Gün geçmiyor ki, bir insan zümresi daha öldürülmeyi hak etmesin. Gün geçmiyor ki şu bloga artık yazmayacağım dediğim günün ertesi haftasına dayanamayıp bir de bilmiş bilmiş “üzerine” diye başlık atmayayım ve bir şeyler daha karalamayayım.
Kalabalığız. İstanbul’dan bahsediyorum, çok kalabalığız. Öteki büyük şehirlerde de yerleşim yeri/insan kıstasına bakarsak onların da kalabalık olduğunu söylemek belki mümkün fakat İstanbul olarak çok çok kalabalığız. Türlü iğrençliklerin yaşandığı şehre, çok sevdiğimden katlanabiliyorum. (Bu kimi saygın yazarlara göre doğduğun aileyi sevmen gibi birtakım zorunluluklardan ibaret, bir sanrı.) Bunu daha geçenlerde keşfettim. Ve fark etmemle harekete geçmem bir oldu, bu şehri nasıl kurtarabilirdim?

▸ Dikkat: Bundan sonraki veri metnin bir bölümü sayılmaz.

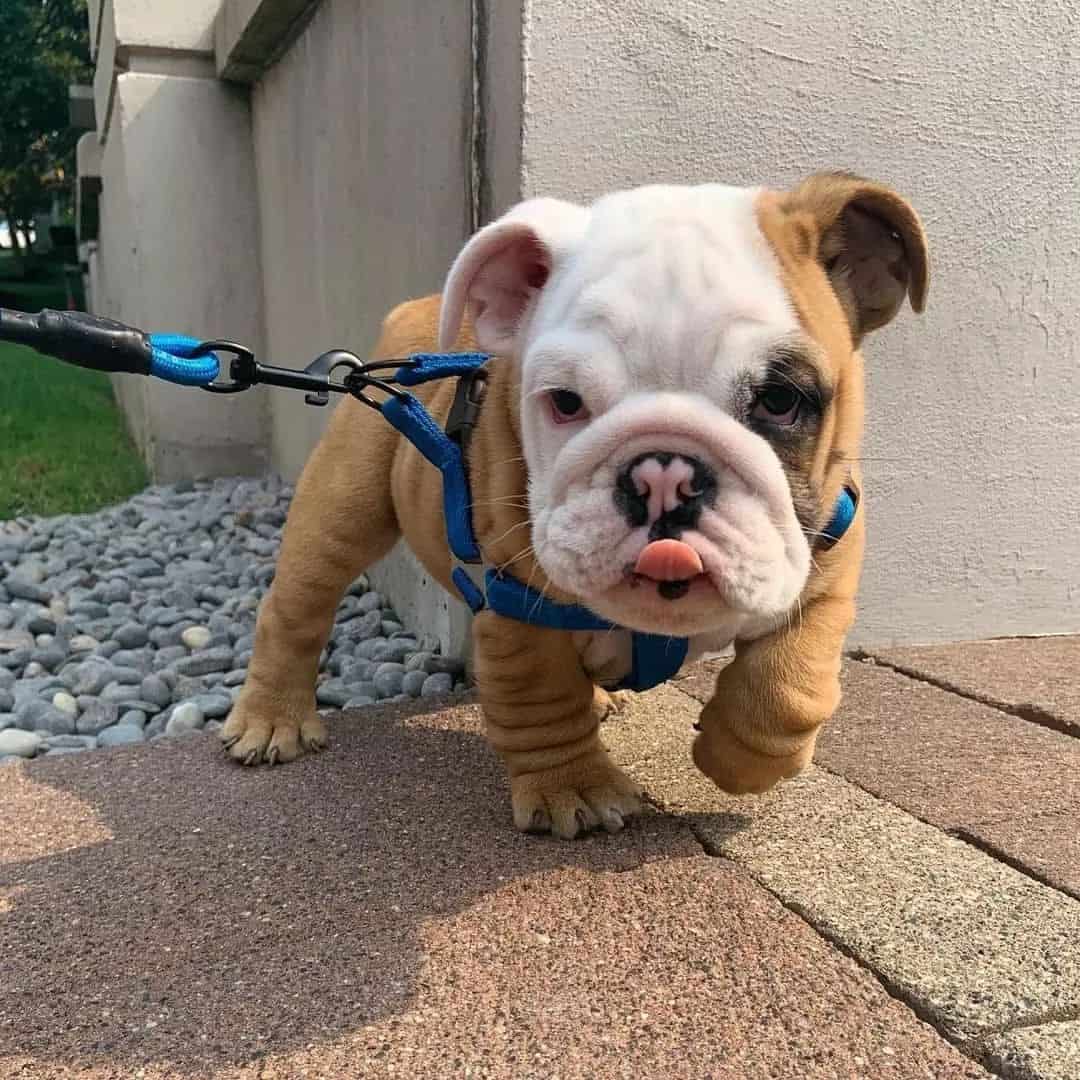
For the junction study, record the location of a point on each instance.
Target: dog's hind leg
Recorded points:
(340, 522)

Metroda bile telefonlarından ayrılamayanlardan, metrobüste sakız çiğneyenlerden, tramvayın sıkışıklığından, okula gelmesi zorunlu değil iken gelip dersi bozanlardan, trafiğin akmamasından, birbirine saygısız, kötü, kaba, ahlaksız insanlardan, telefonla sürekli konuşanlardan, vik vik sesleriden, hiç bitmeyen araba-motor seslerinden, dünyanın en kötülerinden çocukların bağırışma seslerinden, restorasyon takırtılarından, matkap zırıltılarından, dilencilerin suratını görme, yakanı paçanı çekiştirme, sanki hepimiz çok dindarmışız gibi Allah sesleriyle kendilerini acındırmalarından, zorunluluğunda olmalardan, kargocularla ilişkilerini iyi tutma gereksizliğinden, her gün gittiğin kahvede bile inatla insanların sanki sen ilk defa geliyormuşsun gibi bakmasından, bir türlü ismini çıkaramamasından, bu hiç var olmamış ve hiçbir iz bırakamadan bu dünyadan göçecekmiş hissinden, birine bir şey söylerken utanmadan, yere çöp atanı gördüğünde ve ‘bir şey düşürdün ahbap’ dediğinde sana tiptip bakıp, utanıp ama gururundan o soktuğumun çöpünü gerektiği yere atamamasından, fotokopi ve kaçak kitap sektöründen, kalitesiz film sektöründen, her gün çok sevdiğin meydanda türlü zırvalıklarla yürüyüş yapanların sesini duymadan yürüyememeden, en sevdiğin kesimlerin zengin züppeler tarafından işgal edilmesinden, çayın pahalı olmasından, otopark-otoparkçılardan, mafyalardan, tinercilerden, orospulardan, garip kıyafetli erkeklerden, acayip saçlardan, tuhaf dinsel hareketlerden, her türlü kural tanımazlardan, emniyet şeridinden gidenlerden, tecavüzcülerden, sapıklardan, sadistlerden, narsistlerden, beceriksiz paragöz doktorlardan, ehemmiyetsiz devlet memurlarından hepsi ve daha sayamadığım ve bütün bunları sizi sıkmak için saydığım ve en sonunda artık kendimin de sıkılıp, belki de dayanamayıp saymayı bıraktığım bu tiplerden nasıl kurtarabilirdim?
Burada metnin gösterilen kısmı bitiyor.